Borough officials have not taken kindly to the firm’s request.
Mayor Mario Kranjac said Englewood Cliffs, which is in the process of revising its vacant land analysis, will fight Normandy’s efforts to intervene.
"Normandy’s ‘new’ plan for 800 Sylvan is excessive and driven by profits at the expense of our borough, its residents, the environment and our view-shed, as it will destroy the environment and far exceed our 35-foot building height limitation," Kranjac wrote in a statement.
Normandy, operating as 800 Sylvan Avenue LLC, plans to set aside either 15 or 20 percent of the 600 units proposed for the site for affordable housing. The final number would depend on whether the building is all or partially composed of rental units.
In October, the borough’s Planning Board rejected the firm’s original proposal to subdivide the Unilever campus into two lots, renovate and expand existing buildings on the site and build two parking garages. The application required 16 variances and, the Planning Board said, did not "preserve the campus-like property envisioned by the Master Plan."

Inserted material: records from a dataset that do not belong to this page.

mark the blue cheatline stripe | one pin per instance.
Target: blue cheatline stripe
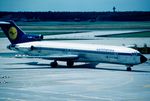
(89, 51)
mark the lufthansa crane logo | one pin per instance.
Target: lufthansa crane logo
(12, 33)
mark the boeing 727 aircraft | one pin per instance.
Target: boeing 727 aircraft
(69, 52)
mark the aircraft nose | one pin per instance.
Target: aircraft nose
(143, 59)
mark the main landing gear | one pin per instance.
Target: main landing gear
(55, 64)
(129, 68)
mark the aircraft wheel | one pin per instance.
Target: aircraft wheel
(70, 63)
(54, 64)
(129, 69)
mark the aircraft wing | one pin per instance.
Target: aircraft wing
(51, 57)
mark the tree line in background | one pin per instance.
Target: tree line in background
(75, 16)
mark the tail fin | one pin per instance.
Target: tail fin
(15, 34)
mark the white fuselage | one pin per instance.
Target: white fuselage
(86, 52)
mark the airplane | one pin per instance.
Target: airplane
(32, 47)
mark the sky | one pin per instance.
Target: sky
(74, 5)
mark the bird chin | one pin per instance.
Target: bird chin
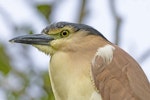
(48, 50)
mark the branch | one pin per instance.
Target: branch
(117, 19)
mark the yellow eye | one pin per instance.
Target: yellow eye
(64, 33)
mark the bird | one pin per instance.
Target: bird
(85, 65)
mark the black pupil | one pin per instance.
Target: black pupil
(64, 33)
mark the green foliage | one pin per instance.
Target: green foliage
(4, 61)
(45, 10)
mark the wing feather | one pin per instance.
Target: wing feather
(121, 79)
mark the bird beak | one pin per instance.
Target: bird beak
(34, 39)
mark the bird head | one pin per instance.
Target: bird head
(60, 36)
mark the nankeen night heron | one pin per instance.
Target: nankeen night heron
(84, 65)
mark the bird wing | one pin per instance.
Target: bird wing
(121, 79)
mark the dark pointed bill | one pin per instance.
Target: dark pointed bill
(34, 39)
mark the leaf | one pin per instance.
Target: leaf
(4, 61)
(45, 10)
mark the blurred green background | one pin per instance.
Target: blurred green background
(21, 75)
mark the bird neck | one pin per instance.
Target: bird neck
(70, 70)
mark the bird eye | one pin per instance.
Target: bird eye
(64, 33)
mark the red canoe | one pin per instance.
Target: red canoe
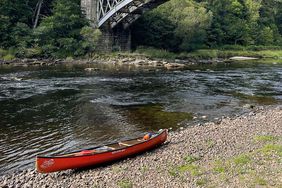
(100, 154)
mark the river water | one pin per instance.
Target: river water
(51, 110)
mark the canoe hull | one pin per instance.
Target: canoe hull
(53, 164)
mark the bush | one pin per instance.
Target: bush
(8, 57)
(3, 53)
(155, 53)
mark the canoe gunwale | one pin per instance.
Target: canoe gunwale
(103, 152)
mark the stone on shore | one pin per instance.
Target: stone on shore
(235, 152)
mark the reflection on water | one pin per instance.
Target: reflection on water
(56, 110)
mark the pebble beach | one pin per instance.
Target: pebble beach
(244, 151)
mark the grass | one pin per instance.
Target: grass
(125, 184)
(8, 57)
(202, 182)
(275, 53)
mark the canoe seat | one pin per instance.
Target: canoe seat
(125, 144)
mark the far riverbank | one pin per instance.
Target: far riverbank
(244, 151)
(152, 58)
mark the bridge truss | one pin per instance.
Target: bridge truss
(126, 12)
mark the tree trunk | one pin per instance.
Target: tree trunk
(37, 13)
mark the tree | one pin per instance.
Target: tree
(59, 34)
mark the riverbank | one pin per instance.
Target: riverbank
(154, 58)
(240, 152)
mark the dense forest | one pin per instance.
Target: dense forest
(58, 28)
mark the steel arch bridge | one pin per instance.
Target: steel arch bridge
(125, 12)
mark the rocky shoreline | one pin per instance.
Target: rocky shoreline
(134, 61)
(244, 151)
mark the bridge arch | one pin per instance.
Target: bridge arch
(114, 17)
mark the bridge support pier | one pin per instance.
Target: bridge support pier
(116, 39)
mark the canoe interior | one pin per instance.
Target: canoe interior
(107, 148)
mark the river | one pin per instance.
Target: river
(51, 110)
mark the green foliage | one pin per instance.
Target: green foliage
(8, 57)
(91, 38)
(218, 23)
(59, 34)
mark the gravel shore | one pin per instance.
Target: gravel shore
(245, 151)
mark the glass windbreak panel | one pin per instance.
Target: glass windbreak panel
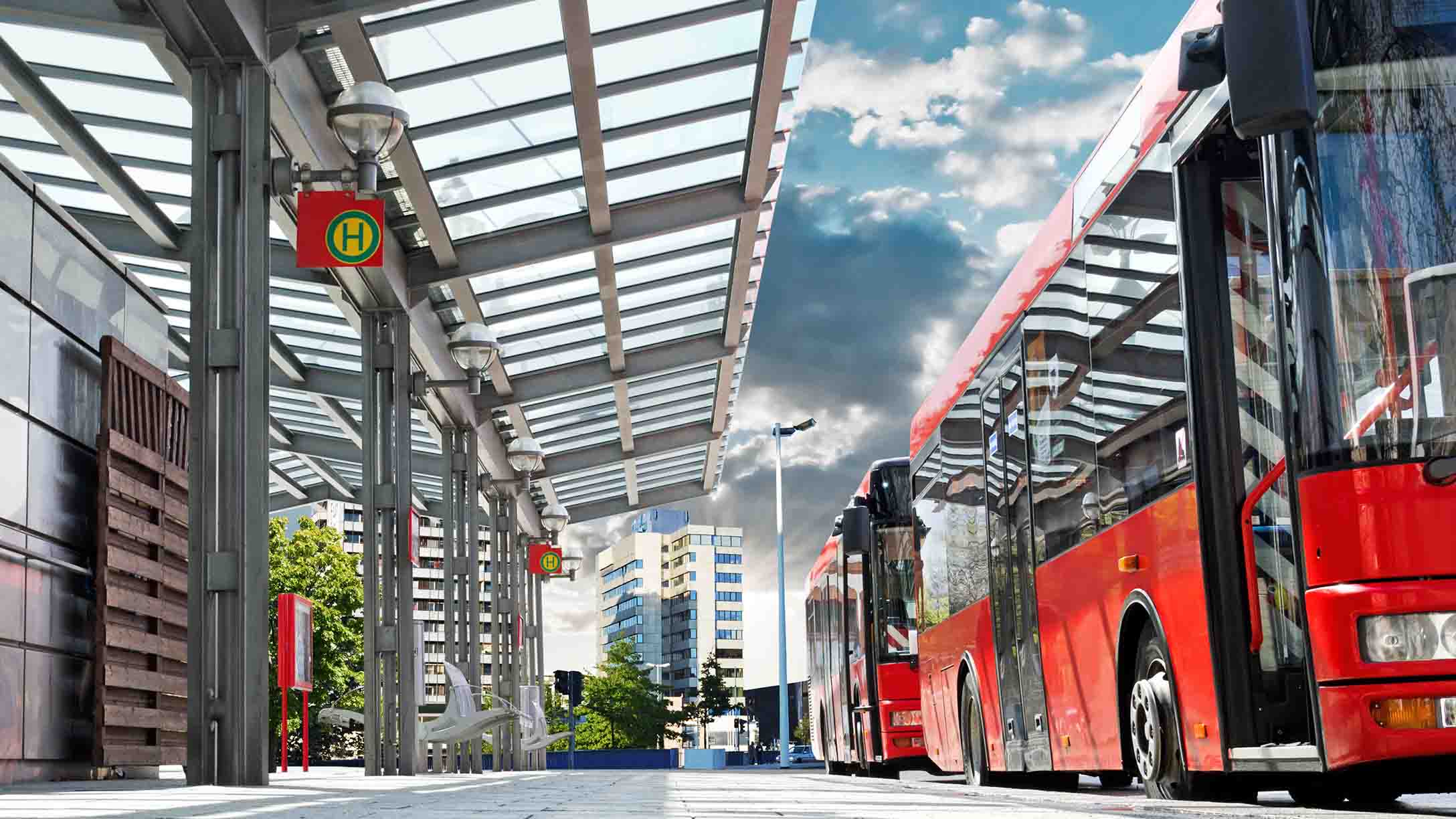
(1135, 310)
(1386, 146)
(1061, 420)
(498, 31)
(486, 92)
(652, 183)
(674, 98)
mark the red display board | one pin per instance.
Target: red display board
(294, 643)
(338, 230)
(543, 559)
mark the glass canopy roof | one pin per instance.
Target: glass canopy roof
(605, 356)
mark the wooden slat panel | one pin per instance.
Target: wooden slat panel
(130, 676)
(142, 579)
(145, 717)
(133, 640)
(130, 601)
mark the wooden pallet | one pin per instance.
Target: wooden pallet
(142, 555)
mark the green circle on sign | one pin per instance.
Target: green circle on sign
(353, 236)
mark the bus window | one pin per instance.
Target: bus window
(1061, 423)
(1135, 316)
(1382, 372)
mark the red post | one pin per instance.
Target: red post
(283, 735)
(304, 731)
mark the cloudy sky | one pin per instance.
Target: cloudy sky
(932, 137)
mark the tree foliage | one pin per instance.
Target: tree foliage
(622, 706)
(714, 697)
(312, 563)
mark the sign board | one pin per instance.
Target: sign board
(294, 643)
(338, 230)
(543, 559)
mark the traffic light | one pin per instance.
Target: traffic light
(574, 689)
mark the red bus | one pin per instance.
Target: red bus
(1190, 484)
(861, 626)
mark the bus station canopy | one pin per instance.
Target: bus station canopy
(592, 179)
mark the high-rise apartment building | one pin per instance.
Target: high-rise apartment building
(677, 596)
(430, 587)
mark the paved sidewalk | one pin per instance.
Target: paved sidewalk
(345, 793)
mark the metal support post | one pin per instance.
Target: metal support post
(449, 533)
(389, 628)
(497, 637)
(227, 470)
(472, 538)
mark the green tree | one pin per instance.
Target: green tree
(622, 706)
(801, 732)
(714, 697)
(312, 563)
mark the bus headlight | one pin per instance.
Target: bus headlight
(902, 719)
(1394, 639)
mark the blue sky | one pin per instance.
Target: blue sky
(931, 139)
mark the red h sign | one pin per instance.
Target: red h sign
(337, 230)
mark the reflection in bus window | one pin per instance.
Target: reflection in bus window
(1061, 419)
(1135, 314)
(1386, 143)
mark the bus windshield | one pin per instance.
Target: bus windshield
(897, 591)
(1386, 148)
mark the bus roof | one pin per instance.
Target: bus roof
(1158, 98)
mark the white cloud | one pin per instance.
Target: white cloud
(1002, 178)
(810, 193)
(891, 200)
(1012, 240)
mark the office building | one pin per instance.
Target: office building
(677, 596)
(430, 591)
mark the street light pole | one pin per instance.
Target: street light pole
(780, 433)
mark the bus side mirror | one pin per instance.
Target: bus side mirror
(1269, 59)
(855, 531)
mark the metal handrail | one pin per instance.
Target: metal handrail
(1250, 566)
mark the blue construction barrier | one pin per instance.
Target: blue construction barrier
(628, 758)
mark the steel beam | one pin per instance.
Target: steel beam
(507, 250)
(52, 114)
(547, 383)
(648, 498)
(610, 452)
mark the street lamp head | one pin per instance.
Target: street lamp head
(369, 120)
(526, 455)
(474, 346)
(555, 518)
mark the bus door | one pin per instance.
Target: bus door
(1018, 640)
(1237, 391)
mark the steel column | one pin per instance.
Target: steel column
(227, 610)
(389, 632)
(450, 523)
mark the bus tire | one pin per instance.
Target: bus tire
(1154, 727)
(973, 739)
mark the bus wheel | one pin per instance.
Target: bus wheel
(1115, 780)
(973, 739)
(1152, 727)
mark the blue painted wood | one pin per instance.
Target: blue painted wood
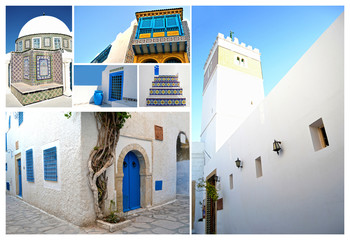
(131, 182)
(19, 178)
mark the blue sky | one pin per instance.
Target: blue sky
(97, 26)
(282, 34)
(18, 16)
(88, 74)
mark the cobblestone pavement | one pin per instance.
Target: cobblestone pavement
(172, 218)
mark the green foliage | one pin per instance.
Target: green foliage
(209, 188)
(68, 115)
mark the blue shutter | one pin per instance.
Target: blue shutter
(30, 167)
(20, 118)
(50, 164)
(159, 185)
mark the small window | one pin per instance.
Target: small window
(20, 118)
(47, 42)
(319, 135)
(50, 164)
(27, 44)
(36, 42)
(20, 46)
(29, 165)
(258, 167)
(57, 42)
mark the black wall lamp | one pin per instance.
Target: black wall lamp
(239, 163)
(276, 146)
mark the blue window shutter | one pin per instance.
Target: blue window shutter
(20, 118)
(50, 164)
(30, 166)
(159, 185)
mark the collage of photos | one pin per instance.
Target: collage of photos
(174, 119)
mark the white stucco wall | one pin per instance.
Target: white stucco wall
(147, 76)
(197, 173)
(83, 94)
(139, 129)
(40, 131)
(301, 190)
(129, 82)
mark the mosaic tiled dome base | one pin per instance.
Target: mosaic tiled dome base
(166, 91)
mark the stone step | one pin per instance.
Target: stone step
(171, 101)
(166, 84)
(166, 91)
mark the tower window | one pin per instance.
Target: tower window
(36, 42)
(318, 135)
(258, 167)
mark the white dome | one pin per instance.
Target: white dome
(44, 24)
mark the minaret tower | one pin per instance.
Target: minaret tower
(233, 87)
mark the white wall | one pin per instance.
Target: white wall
(139, 129)
(301, 190)
(38, 132)
(147, 76)
(129, 82)
(83, 94)
(197, 173)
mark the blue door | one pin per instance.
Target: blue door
(131, 182)
(116, 86)
(19, 177)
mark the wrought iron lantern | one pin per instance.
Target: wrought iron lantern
(239, 163)
(276, 146)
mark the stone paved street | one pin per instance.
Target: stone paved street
(171, 218)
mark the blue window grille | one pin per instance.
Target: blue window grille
(163, 23)
(159, 185)
(50, 164)
(20, 118)
(116, 86)
(30, 166)
(103, 55)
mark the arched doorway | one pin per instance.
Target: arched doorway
(131, 153)
(131, 182)
(173, 60)
(182, 164)
(150, 60)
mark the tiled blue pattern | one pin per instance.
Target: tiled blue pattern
(43, 62)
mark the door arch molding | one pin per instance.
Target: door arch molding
(145, 176)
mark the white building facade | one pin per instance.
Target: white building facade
(119, 86)
(298, 190)
(47, 155)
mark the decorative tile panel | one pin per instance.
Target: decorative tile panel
(26, 67)
(43, 67)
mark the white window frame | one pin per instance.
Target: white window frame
(49, 38)
(54, 44)
(21, 46)
(39, 42)
(51, 184)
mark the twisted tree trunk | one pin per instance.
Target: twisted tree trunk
(103, 155)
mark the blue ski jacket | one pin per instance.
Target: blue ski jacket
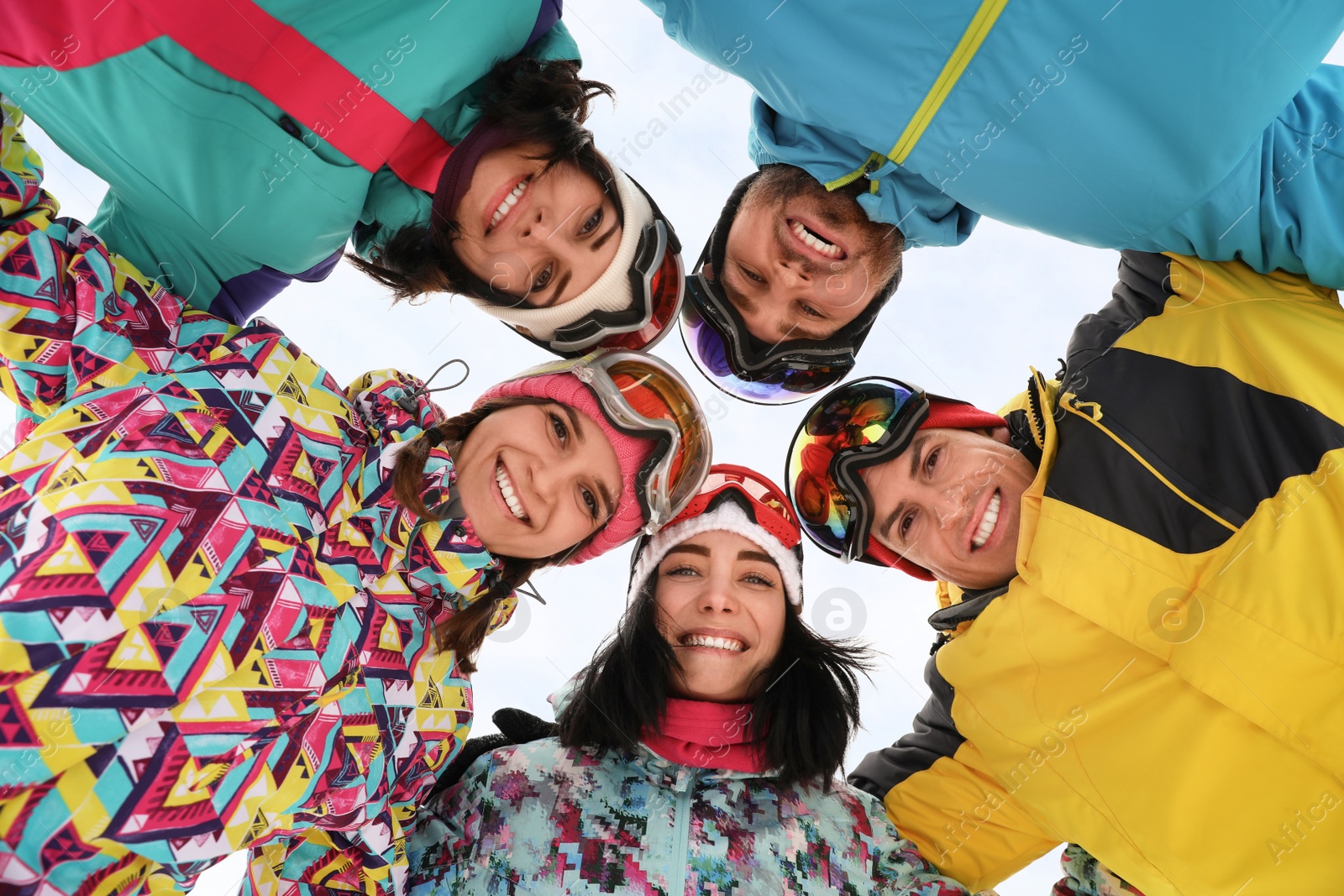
(1132, 125)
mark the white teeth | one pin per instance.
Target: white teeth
(987, 521)
(510, 202)
(507, 490)
(710, 641)
(816, 242)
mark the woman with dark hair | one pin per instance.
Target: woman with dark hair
(246, 141)
(696, 754)
(239, 604)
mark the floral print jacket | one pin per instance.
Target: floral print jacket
(541, 819)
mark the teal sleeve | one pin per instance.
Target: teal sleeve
(1283, 207)
(393, 203)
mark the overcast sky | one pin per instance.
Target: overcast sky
(967, 322)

Normandy still proposes splitting the site, zoned as a Limited Business District, in two: The first 20-acre lot would provide the space for affordable housing, and a remaining 8-acre lot, where Unilever still leases offices, would be left alone.
The firm would need to demolish two interconnected industrial buildings on the 20-acre lot to make way for the residential units.
Anthony Campisi, a spokesman for the nonprofit Fair Share Housing Center, said the borough’s affordable-housing obligation stands at more than 600 units.
Englewood Cliffs submitted a fair share plan in 2015 that proposed a realistic development potential of nine units based on 7.2 acres of reported vacant land. A judge ordered a redo.
"It’s simply not acceptable and makes no sense," Campisi said of the number. "Englewood Cliffs at this point is moving exceedingly slowly to develop a plan to meet their fair housing obligations, and we go months and months without hearing from them. They have not been very committed to the process."
Kranjac said the borough is working diligently to develop an affordable-housing plan "at a reasonable location, in a reasonable time frame."
Campisi said developers who have sought intervention in such plans have had a mixed record of success. For some housing-strapped municipalities, an offer like Normandy’s can be hard to resist, he said.
"When there’s a developer who says, ‘I’m ready to go; I just need this zoning release,’ that becomes very attractive," Campisi said. "It becomes difficult for a municipality to say no to that."